Cuba paid more than 1.4 billion dollars in soy components between 2014 and 2018, which represents the largest expense in terms of animal feed imports, reported the Agencia Cubana de Noticias news agency.
Experts in the field presented a program that plans to increase the land for soybean cultivation to 100,000 hectares within five years, which would allow covering 100% of the oil consumed on the island, and around 25 percent of what is necessary for animal feed.
“The country has to produce its animal feed, and if soy is one of its main components, then we have to produce more,” Cuban President Miguel Díaz-Canel said this Saturday during the meeting with scientists and producers involved in the project.
The objective of the innovation presented to the government is to achieve the sustainable production of soy with productive potential and nutritional quality for livestock feed at a local level, the source said.
The program would solve the problem of supply of protein destined for pig feeding in Cuba.
During the meeting, Dr. Rodolfo Ortiz explained that the cultivation of this grain on the island is very limited, since it is only planted by small and medium producers and the Cubasoy company, which has managed to sow more than 2,000 hectares a year.
Experts assure that the country has all the conditions to expand these productions, but it needs innovations to obtain suitable varieties, seeds, fertilizers and pesticides.
They also proposed to install small grain processing plants and oil extractors to increase the local production of concentrates for animals and edible oil for the population.

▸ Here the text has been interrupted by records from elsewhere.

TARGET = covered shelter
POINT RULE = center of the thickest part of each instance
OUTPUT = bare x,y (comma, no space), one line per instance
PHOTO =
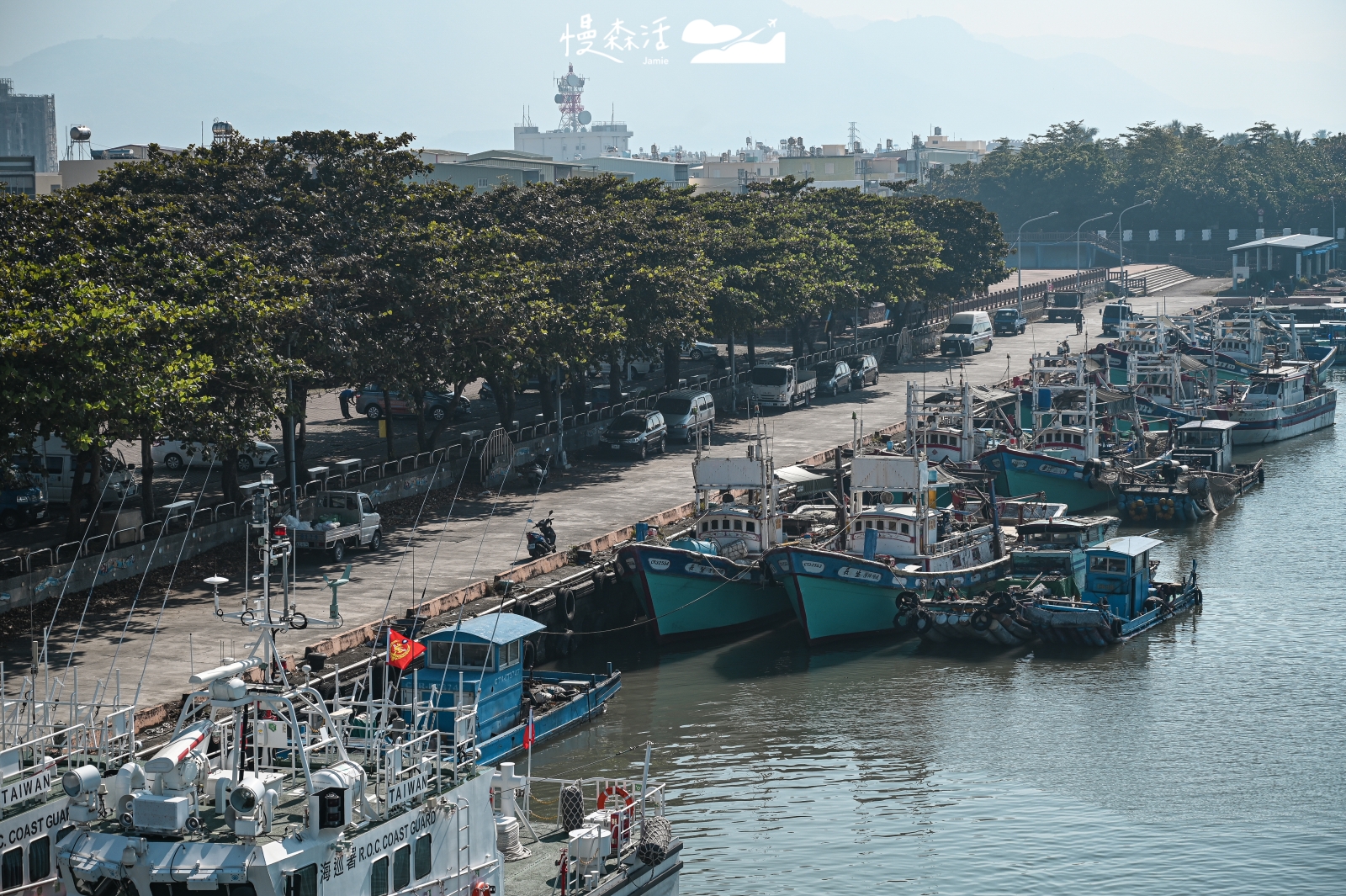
1306,255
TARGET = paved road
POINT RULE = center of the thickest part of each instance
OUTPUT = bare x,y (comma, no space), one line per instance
485,534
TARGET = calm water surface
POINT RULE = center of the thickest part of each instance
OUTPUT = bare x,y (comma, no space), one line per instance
1205,756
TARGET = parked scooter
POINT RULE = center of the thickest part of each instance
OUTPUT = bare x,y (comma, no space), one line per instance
543,541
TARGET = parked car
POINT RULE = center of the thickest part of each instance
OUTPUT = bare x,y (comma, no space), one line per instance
700,350
54,466
686,412
637,432
174,455
834,377
1010,321
439,406
22,501
336,521
865,368
967,331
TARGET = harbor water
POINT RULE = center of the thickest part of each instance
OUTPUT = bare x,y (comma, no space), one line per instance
1208,755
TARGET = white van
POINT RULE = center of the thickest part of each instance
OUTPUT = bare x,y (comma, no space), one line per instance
56,464
686,412
967,331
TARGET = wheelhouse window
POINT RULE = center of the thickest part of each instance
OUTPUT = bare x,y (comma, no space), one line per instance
423,856
379,877
40,860
401,868
458,655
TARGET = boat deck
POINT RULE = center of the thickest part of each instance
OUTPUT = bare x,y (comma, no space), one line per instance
538,873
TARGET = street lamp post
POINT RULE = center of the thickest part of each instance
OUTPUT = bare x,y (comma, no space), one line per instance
1020,244
1108,215
1121,245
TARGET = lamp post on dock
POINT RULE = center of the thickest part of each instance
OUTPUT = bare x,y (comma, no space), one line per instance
1020,244
1107,215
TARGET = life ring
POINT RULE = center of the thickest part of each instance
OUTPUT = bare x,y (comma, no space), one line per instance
612,790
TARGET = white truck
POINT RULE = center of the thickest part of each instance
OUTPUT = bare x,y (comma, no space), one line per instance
336,521
782,386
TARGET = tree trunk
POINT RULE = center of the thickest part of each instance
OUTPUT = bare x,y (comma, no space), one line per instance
548,393
672,365
388,426
302,435
419,395
229,475
505,401
579,386
614,379
85,462
147,475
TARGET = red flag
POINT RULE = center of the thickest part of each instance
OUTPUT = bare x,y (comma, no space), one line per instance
403,651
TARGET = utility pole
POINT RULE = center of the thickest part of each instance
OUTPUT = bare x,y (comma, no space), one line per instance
1121,245
1020,252
1077,252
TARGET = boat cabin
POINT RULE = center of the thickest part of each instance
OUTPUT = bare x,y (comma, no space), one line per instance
475,662
733,522
1070,443
1206,444
1276,388
1119,574
894,530
1057,547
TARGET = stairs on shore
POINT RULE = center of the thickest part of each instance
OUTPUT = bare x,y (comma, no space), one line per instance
1159,278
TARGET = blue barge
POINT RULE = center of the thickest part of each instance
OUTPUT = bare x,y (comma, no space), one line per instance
1119,600
478,692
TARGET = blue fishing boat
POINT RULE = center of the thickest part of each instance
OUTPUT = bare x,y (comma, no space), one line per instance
711,581
895,543
480,693
1047,557
1119,600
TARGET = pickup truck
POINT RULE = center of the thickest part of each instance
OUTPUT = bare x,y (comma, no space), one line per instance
782,386
1067,305
336,521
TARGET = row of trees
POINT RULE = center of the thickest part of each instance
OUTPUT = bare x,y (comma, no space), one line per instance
188,295
1195,178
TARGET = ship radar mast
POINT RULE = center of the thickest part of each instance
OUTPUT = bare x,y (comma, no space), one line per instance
570,90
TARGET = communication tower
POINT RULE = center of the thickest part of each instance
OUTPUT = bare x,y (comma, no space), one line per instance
222,132
570,89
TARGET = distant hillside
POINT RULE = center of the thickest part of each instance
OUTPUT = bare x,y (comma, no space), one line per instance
458,76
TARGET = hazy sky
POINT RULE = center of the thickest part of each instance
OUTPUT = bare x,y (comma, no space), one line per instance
459,74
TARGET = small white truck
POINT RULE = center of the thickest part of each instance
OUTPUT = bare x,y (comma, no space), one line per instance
336,521
782,386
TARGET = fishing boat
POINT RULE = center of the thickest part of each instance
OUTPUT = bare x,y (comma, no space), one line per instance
711,581
894,543
1280,402
482,664
1047,557
1119,600
1200,480
49,729
268,786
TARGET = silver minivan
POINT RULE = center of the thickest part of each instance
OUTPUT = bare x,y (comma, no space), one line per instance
686,412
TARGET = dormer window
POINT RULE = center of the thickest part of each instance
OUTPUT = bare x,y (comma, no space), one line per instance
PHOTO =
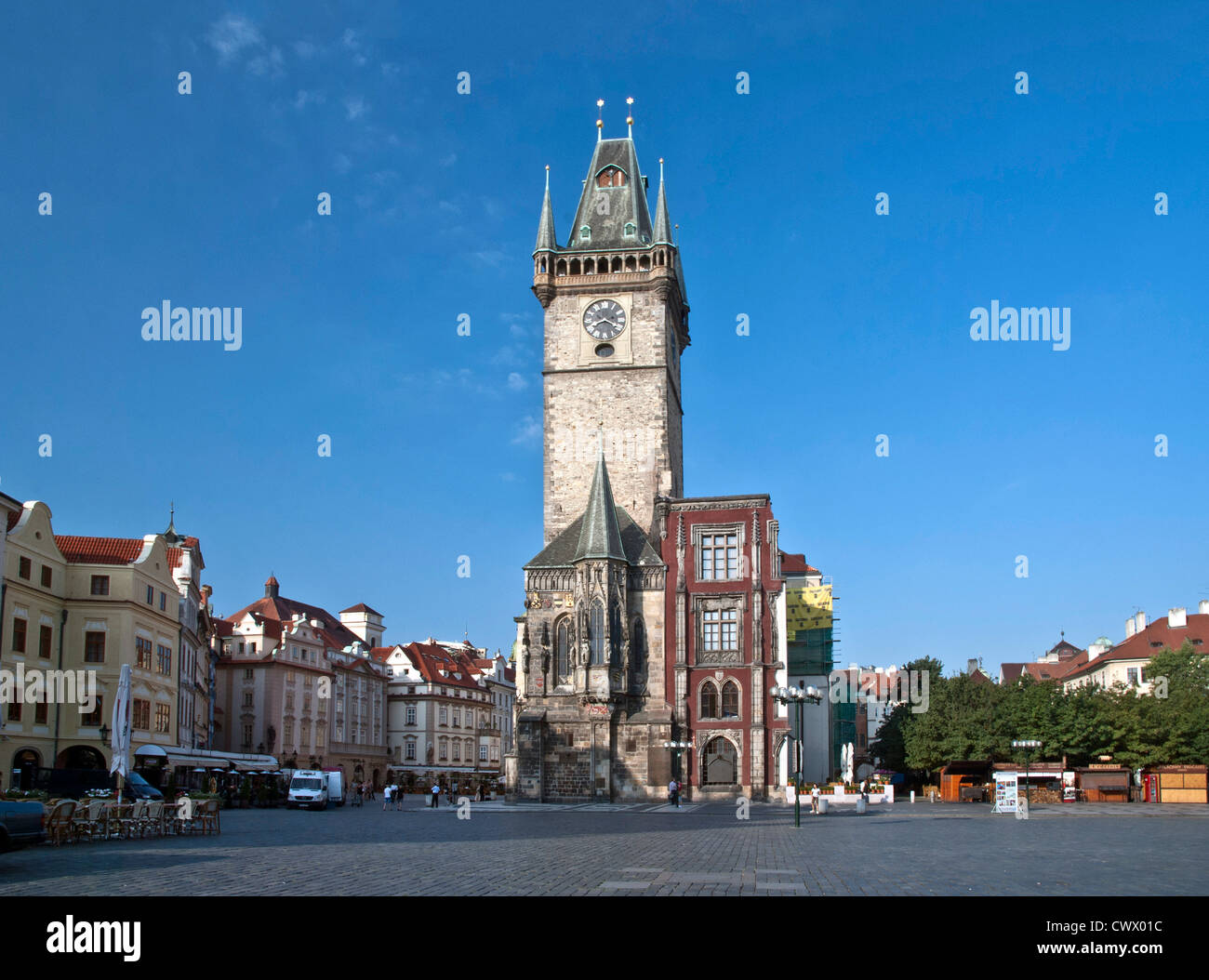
611,177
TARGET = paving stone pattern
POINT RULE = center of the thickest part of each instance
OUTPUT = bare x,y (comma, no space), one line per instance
644,850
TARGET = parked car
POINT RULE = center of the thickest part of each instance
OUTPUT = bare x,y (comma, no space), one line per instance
73,783
20,824
309,788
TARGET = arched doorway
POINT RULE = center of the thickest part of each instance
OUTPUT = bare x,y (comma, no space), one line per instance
24,767
81,757
720,762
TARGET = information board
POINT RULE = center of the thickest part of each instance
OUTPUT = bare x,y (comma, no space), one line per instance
1004,793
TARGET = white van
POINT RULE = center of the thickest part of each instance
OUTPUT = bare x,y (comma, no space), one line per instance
309,788
335,786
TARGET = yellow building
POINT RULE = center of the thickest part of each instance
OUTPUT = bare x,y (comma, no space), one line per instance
73,610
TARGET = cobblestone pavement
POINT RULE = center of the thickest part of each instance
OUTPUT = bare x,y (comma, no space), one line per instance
641,850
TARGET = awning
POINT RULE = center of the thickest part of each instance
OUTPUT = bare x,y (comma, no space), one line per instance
196,761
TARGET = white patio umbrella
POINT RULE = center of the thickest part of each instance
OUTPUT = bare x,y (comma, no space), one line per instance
120,741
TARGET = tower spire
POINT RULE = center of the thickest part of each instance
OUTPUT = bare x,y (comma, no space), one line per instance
600,536
663,222
547,239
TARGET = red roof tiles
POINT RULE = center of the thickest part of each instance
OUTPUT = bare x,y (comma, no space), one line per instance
80,550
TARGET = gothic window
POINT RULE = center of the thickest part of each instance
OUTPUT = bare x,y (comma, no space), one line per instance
611,177
596,632
615,629
563,652
636,646
718,556
730,700
720,629
720,762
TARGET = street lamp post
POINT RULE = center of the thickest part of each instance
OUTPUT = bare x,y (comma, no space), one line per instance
799,697
1029,746
677,748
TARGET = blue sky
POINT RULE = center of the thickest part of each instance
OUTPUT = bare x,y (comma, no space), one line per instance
858,323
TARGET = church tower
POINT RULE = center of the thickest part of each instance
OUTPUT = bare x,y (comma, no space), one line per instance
616,327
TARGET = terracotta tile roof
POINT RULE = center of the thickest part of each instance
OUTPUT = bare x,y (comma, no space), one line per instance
431,658
1141,645
797,564
279,610
79,550
177,553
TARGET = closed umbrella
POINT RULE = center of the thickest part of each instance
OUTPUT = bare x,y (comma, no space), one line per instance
120,742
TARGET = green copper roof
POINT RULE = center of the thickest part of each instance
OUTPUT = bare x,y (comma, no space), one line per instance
663,222
600,536
547,241
607,210
635,543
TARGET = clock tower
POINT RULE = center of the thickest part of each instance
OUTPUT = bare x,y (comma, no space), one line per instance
616,327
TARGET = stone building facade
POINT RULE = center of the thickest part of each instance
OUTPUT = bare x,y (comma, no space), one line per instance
611,656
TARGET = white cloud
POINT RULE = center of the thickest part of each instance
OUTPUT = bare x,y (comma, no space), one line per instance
490,257
269,64
530,432
231,34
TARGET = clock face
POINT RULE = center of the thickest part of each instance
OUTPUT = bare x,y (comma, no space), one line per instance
604,319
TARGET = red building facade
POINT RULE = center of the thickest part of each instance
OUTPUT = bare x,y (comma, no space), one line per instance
721,646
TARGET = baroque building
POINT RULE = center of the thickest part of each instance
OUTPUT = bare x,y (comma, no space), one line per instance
649,617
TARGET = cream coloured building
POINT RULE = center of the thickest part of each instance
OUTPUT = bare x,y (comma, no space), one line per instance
86,605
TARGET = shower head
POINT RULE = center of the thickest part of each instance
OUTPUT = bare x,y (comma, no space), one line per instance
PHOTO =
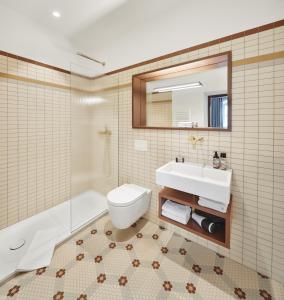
90,58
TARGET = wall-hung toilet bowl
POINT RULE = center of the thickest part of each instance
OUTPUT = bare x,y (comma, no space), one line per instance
127,203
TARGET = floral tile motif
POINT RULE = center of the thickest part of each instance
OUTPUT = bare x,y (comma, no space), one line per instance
129,247
191,288
98,258
220,255
136,263
58,296
262,275
126,267
13,291
122,280
164,250
101,278
265,295
80,256
94,231
167,286
112,245
139,235
40,271
196,268
218,270
155,264
60,273
155,236
240,293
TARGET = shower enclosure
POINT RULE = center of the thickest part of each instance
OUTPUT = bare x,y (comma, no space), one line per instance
58,162
94,145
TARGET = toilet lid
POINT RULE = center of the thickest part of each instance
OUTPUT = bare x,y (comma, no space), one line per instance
125,194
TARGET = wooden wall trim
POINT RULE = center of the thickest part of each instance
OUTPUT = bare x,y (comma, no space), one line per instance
197,47
200,46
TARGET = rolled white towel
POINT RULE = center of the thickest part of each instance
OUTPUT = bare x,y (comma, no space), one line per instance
183,220
222,207
179,210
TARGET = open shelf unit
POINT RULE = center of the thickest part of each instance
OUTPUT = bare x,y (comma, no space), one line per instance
220,237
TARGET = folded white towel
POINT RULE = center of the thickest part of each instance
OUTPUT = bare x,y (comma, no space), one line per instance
179,210
183,220
222,207
40,250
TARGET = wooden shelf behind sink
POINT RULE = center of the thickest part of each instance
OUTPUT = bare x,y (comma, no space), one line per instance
220,237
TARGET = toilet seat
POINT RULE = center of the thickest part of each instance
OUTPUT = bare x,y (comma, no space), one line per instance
125,195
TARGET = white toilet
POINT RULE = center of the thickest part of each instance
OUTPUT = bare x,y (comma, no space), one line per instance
127,203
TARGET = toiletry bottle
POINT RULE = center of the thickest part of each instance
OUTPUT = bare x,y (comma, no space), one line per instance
216,160
223,161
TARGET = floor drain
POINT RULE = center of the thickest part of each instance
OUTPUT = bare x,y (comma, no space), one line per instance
17,244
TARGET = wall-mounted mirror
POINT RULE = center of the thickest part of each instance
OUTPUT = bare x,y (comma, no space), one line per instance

In the midst of an economic crisis aggravated by the coronavirus pandemic and the increase in U.S. sanctions, Cuba approved a Food Sovereignty and Nutritional Security National Plan and one of its priority objectives is: “to facilitate the organization of local, sovereign and sustainable food systems that integrate the production, transformation, commercialization and consumption of food and that must produce decisive synergies with territorial development strategies.”
However, the island dedicated just 5% of its investments to agriculture in 2019, economist Pedro Monreal warned in August, citing data from the Statistical Yearbook published by the National Office of Statistics and Information (ONEI).
“The vulnerabilities of Cuba’s economic structure, aggravated by the recent crisis associated with the pandemic, imposes an urgent review of investments,” Monreal wrote.